Selden Gallery 2008, Sept. 5 – Sept. 26 “Hope Springs Eternal”, a joint exhibition with Donald Wilson
Selden Gallery 2015 exhibiting artist “Art of African American Artists” curated by Maizelle
Offsite Gallery June 28 – August 9, 2019 “Make Me Wanna Holler”, curated by Maizelle
I am concerned with the condition of humanity. Several years ago, while teaching at an over populated public high school in Prince George’s County Maryland, serving as a youth director at a small church in a depressed neighborhood in Southeast, Washington D. C., and teaching evening classes in an affluent neighborhood in Old Town Alexandria Virginia I witnessed the societal damages rendered to our youth due to neglect and misinformation. Those experiences impressed upon me life’s fragility and the desperate need for meaningful work to engage the youth that I was serving. I grew tired of the literal and statistical demise of the youth and witnessing adults who were either afraid of the children or had given up on them. Thus, the foundation of my work was borne on the philosophy of the “creative process as an alternative to violence.”
My work challenges viewers to ponder the various constraints found in popular culture that limit our freedom, and erode our sense of history, morality and ethics. I use the ancient process of block-printing in the form of Linoleum Cuts. I am intrigued by the multiplicity of marks, textures and patterns that can be achieved in the process. Within those abstractions I am able to house oral traditions, mythological stories, Biblical truths, symbolism and history. The improvisation and syncopation embodied in Jazz and Hip Hop musical idioms collide in my work to create a didactic universal and contemporaneous vocabulary.

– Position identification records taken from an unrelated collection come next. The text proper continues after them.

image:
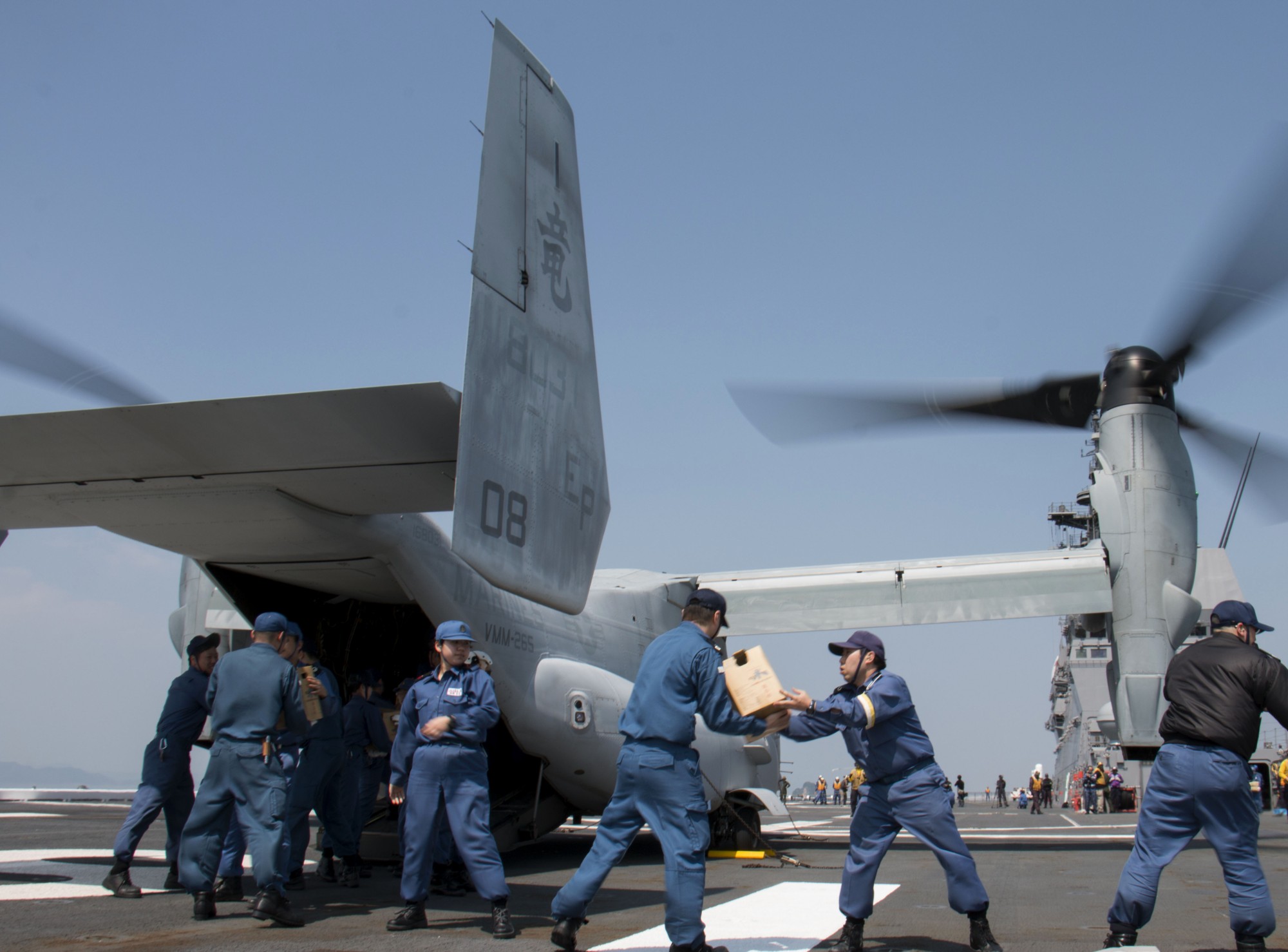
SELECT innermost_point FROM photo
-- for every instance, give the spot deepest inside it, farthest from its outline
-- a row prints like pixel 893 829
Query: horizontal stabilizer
pixel 923 592
pixel 234 479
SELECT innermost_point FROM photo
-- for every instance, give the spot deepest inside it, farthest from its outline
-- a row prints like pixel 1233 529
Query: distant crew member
pixel 249 691
pixel 905 789
pixel 659 780
pixel 317 784
pixel 167 783
pixel 440 770
pixel 366 750
pixel 229 887
pixel 857 780
pixel 1218 690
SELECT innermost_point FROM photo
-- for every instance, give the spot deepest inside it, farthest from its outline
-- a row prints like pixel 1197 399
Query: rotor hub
pixel 1139 376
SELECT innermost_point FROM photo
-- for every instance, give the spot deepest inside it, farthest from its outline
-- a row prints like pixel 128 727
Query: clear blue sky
pixel 243 199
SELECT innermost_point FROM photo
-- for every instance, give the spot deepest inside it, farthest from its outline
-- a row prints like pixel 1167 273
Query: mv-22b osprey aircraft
pixel 312 504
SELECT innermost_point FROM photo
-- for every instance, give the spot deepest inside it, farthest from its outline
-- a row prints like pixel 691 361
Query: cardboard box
pixel 311 701
pixel 753 683
pixel 391 719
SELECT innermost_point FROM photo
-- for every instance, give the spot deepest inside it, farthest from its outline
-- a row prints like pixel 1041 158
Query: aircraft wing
pixel 235 480
pixel 920 592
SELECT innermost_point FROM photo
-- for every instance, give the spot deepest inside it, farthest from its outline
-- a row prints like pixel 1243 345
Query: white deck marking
pixel 61 891
pixel 789 825
pixel 786 918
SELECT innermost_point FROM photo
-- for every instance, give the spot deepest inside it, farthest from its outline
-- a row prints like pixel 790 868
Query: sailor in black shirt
pixel 1218 690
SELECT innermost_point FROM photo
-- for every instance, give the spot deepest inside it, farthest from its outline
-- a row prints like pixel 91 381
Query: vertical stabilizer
pixel 531 482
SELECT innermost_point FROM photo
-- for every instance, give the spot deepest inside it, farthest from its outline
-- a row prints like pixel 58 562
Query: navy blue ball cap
pixel 202 643
pixel 1231 614
pixel 454 632
pixel 865 641
pixel 713 600
pixel 271 622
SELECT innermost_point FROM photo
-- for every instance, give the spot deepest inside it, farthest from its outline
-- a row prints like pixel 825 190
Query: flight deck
pixel 1050 878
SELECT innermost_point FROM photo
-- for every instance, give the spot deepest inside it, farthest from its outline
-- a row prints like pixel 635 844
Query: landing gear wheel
pixel 743 837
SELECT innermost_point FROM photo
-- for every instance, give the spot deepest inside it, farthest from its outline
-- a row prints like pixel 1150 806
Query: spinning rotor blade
pixel 793 417
pixel 29 352
pixel 1255 267
pixel 1268 479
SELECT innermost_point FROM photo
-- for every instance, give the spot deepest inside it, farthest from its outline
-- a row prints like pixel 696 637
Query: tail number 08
pixel 504 515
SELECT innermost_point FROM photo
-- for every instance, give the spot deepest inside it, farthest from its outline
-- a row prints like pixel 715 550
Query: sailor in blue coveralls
pixel 439 771
pixel 229 887
pixel 659 780
pixel 904 789
pixel 249 691
pixel 1218 690
pixel 364 730
pixel 167 783
pixel 317 784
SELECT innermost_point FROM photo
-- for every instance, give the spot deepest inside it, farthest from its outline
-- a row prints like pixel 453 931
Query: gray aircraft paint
pixel 1143 493
pixel 324 491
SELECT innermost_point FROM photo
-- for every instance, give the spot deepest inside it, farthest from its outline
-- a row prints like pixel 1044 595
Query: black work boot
pixel 852 936
pixel 120 886
pixel 203 905
pixel 565 935
pixel 502 926
pixel 1120 936
pixel 350 874
pixel 981 936
pixel 412 918
pixel 272 905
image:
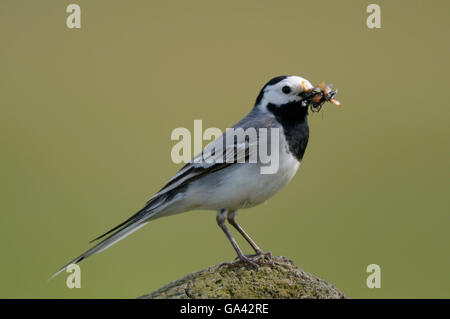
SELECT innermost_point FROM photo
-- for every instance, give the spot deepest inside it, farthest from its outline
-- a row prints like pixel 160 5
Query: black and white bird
pixel 208 182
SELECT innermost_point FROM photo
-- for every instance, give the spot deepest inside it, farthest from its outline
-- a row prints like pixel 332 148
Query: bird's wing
pixel 220 153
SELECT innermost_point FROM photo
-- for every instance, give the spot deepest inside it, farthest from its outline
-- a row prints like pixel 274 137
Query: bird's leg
pixel 221 216
pixel 259 252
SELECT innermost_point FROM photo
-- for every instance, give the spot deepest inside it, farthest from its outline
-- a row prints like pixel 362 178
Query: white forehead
pixel 294 81
pixel 274 93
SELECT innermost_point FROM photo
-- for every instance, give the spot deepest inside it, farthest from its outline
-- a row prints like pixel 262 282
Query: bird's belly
pixel 243 185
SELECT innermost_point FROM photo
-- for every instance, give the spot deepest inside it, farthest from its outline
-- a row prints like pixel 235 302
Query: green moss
pixel 282 280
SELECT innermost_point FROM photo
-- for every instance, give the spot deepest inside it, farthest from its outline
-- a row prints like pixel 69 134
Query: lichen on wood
pixel 281 280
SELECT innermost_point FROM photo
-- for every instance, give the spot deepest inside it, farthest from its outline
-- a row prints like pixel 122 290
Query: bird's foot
pixel 262 258
pixel 255 260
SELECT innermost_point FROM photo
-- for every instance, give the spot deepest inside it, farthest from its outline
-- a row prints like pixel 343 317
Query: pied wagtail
pixel 226 186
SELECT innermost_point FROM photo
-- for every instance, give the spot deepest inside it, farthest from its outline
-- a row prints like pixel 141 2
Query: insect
pixel 318 95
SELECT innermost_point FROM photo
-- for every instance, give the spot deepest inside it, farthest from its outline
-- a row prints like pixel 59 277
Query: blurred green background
pixel 86 117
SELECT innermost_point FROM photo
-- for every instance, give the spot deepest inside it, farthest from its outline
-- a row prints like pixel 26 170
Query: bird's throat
pixel 293 119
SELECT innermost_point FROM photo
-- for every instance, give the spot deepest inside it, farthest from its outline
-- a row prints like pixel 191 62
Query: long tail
pixel 126 228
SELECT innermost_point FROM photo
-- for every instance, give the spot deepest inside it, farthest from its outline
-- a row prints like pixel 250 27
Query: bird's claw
pixel 255 260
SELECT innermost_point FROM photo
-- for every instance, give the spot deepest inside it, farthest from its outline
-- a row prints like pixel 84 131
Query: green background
pixel 86 117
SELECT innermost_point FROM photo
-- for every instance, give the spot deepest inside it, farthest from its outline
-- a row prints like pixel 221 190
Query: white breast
pixel 241 185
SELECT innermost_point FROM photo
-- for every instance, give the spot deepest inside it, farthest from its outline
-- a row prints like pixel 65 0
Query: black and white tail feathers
pixel 138 220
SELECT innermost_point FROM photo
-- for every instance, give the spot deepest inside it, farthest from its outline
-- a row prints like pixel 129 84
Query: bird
pixel 213 181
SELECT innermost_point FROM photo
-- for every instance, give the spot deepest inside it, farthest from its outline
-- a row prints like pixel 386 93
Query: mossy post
pixel 281 280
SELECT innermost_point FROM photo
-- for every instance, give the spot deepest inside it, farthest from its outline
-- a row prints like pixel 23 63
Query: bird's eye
pixel 286 89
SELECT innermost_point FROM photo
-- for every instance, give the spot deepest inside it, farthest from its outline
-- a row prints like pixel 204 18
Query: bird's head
pixel 294 91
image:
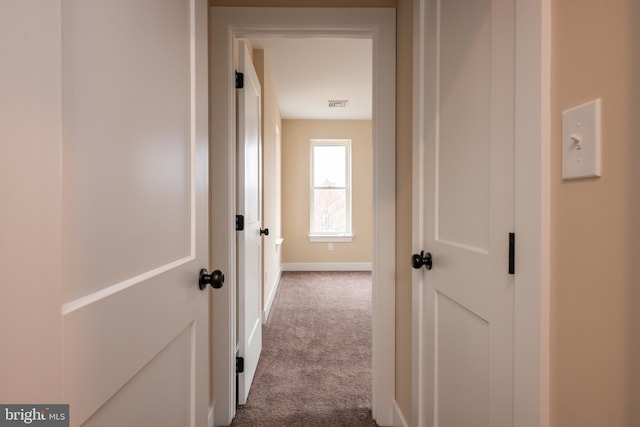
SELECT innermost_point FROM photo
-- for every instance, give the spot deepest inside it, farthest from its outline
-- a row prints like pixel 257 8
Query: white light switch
pixel 581 141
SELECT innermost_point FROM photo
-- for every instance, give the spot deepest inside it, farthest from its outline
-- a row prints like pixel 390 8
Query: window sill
pixel 338 238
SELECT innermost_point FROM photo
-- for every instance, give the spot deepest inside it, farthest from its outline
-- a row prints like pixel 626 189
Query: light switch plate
pixel 581 141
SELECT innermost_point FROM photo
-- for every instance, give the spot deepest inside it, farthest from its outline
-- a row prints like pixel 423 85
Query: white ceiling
pixel 308 72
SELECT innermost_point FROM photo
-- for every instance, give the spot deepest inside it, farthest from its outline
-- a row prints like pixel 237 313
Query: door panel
pixel 249 240
pixel 135 194
pixel 168 373
pixel 464 123
pixel 469 211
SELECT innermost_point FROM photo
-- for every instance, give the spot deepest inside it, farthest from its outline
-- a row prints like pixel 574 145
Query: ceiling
pixel 308 72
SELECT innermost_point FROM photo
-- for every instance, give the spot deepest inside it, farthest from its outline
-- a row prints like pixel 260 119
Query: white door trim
pixel 228 23
pixel 532 221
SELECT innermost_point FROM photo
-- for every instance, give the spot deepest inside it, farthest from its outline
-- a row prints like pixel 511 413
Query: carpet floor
pixel 315 367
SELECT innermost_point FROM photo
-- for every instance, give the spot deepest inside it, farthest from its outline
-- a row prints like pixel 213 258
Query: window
pixel 330 190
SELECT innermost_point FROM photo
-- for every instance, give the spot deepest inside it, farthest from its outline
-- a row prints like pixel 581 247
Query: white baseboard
pixel 327 266
pixel 398 417
pixel 272 295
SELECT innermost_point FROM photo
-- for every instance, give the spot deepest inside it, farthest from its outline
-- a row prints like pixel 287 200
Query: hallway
pixel 315 368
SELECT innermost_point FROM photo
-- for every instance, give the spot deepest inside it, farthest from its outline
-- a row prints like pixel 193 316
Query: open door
pixel 249 204
pixel 135 195
pixel 467 328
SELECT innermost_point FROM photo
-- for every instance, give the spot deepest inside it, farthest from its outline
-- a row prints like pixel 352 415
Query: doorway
pixel 227 25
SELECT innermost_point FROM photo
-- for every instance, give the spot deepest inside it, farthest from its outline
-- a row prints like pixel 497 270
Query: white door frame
pixel 377 24
pixel 532 194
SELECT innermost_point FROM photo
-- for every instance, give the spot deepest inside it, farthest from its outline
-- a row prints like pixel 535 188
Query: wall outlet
pixel 581 141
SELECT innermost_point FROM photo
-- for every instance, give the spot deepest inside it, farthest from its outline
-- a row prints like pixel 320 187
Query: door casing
pixel 532 224
pixel 228 23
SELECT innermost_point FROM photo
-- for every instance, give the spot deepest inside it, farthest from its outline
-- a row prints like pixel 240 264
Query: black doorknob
pixel 215 279
pixel 417 261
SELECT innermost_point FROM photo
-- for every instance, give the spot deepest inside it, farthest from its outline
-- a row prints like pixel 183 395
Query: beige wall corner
pixel 595 235
pixel 404 126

My love for drawing is evident within my oeuvre and it serves as the foundation of my creative process and output. I utilize a dense-pack design mechanism to alter viewer response timing. My audience must sift through the image to reveal its deeper meaning beyond the aesthetics of form to understand its function. This notion lies in opposition to our microwave culture, while at the same time mimics it because we are bombarded with several streams of information daily. Ideally, my work operates to arrest my audience to return again and again to plant a seed in the heart of mankind to evoke change in the human condition.